Siempre hay dos maneras de contar una misma anécdota: la real y la decorada. Decidirnos por la versión simple de algo que nos ha ocurrido no siempre transmite los sentimientos, la desesperación, la tristeza o la alegría que experimentamos con esos sucesos. Por el contrario, agregarle detalles, hacerla más colorida, menos convencional, logra captar la intención de nuestro interlocutor y mantener la tensión hasta el final del relato. Algo similar es lo que sucede con Pi, un hombre de origen indio residente en Canadá que se propone inspirar con sus propios recuerdos a un bloqueado escritor de novelas.
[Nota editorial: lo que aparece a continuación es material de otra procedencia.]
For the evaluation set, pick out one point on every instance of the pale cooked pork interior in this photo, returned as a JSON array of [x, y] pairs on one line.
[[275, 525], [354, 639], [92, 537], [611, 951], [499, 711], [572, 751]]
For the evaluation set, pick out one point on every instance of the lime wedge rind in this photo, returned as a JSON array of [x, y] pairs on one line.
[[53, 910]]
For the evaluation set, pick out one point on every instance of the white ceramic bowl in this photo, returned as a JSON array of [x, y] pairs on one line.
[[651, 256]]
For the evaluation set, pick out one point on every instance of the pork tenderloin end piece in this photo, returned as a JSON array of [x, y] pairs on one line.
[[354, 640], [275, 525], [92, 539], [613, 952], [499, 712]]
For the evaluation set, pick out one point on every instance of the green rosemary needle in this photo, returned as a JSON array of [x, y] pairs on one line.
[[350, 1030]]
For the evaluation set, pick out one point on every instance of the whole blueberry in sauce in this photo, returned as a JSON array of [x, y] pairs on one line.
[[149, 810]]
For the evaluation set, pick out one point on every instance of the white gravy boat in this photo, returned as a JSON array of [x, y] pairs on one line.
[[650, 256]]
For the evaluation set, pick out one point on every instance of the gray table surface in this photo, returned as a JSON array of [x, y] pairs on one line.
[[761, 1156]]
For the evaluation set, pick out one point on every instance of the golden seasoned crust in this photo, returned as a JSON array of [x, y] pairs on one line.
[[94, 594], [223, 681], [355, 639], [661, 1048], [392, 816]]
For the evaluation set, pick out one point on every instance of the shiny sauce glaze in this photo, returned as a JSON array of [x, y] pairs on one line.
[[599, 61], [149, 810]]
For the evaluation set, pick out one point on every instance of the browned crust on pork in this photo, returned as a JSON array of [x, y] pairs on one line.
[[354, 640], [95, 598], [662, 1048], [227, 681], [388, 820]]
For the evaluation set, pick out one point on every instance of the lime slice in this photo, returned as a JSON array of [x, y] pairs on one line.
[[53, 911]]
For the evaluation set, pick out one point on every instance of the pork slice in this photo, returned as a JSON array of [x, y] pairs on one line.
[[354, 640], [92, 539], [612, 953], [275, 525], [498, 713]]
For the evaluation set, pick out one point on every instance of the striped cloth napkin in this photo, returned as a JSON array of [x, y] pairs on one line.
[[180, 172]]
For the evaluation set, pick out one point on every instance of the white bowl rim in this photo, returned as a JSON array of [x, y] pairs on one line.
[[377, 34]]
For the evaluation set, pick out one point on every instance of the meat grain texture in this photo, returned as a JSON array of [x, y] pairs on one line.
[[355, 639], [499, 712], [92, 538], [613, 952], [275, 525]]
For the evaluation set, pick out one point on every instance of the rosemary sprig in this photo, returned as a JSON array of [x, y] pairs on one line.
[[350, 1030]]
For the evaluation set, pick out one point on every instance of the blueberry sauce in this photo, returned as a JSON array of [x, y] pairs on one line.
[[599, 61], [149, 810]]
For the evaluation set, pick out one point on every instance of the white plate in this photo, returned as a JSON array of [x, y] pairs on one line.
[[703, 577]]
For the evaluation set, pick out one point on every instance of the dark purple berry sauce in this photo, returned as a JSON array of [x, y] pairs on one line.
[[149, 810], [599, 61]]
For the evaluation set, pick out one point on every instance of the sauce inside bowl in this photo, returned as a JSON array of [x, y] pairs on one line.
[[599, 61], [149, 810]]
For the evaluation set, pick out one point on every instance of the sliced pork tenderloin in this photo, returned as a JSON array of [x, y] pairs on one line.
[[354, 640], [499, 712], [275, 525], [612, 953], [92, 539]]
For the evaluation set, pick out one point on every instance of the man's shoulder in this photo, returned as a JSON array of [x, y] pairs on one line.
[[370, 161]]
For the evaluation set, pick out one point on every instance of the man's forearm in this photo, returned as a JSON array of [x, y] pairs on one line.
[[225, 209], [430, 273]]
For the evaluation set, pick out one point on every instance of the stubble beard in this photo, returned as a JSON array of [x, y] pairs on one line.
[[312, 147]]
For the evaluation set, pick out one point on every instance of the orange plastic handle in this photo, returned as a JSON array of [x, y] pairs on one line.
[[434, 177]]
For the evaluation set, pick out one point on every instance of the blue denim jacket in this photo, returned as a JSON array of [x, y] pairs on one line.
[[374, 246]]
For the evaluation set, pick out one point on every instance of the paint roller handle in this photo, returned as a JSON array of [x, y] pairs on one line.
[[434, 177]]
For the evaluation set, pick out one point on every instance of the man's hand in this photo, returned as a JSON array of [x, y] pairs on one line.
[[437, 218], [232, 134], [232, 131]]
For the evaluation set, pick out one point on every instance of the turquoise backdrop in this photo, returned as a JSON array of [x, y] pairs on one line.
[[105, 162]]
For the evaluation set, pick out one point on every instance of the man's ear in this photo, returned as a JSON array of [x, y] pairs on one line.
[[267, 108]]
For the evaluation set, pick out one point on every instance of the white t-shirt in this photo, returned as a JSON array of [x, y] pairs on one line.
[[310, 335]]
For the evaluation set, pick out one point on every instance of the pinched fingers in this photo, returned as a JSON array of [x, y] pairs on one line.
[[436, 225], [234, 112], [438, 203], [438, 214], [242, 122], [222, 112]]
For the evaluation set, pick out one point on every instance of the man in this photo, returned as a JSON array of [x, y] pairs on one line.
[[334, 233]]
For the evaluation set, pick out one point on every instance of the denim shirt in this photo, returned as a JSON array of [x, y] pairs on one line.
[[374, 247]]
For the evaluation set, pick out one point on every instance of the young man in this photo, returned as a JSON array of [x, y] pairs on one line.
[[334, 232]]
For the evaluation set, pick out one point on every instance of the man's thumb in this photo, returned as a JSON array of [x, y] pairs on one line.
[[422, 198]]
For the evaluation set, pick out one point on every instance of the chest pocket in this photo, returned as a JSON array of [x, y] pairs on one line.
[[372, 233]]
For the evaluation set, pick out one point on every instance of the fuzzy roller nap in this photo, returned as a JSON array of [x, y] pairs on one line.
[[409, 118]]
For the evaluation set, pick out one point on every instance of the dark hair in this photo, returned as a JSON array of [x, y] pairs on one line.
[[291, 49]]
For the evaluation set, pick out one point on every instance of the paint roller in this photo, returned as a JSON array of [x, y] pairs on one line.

Hijo de propietarios de un zoológico y naufragio mediante, Pi queda aislado del mundo en medio del océano con la única compañía de una cebra, una hiena, un orangután y un tigre de bengala. Dueño de una perseverancia y un coraje que se potenciaron frente a la trágica realidad que el tocó en suerte, Pi es testigo de la fuerza de la naturaleza, del ciclo de la vida, de la supervivencia del más fuerte y de cómo dos especies que no están destinadas a convivir (un hombre y un tigre) deberán hacerlo durante siete meses a bordo de un bote salvavidas. Cuánto de este relato es real y cuánto adorno narrativo dependerá de lo que el espectador decida creer.
El maestro Ang Lee regresa al cine con esta historia repleta de fantasía y secuencias idílicas que recuerda en algunos momentos la realidad sobredimensionada de la que Tim Burton tan buen provecho sacó en “El gran pez”. Esta coproducción entre China, Taiwan y Estados Unidos encuentra sus mejores momentos en las cuidadas secuencias retratadas por el ojo preciso del realizador (la “lluvia” de peces es impagable) y en la bellísima fotografía de Claudio Miranda.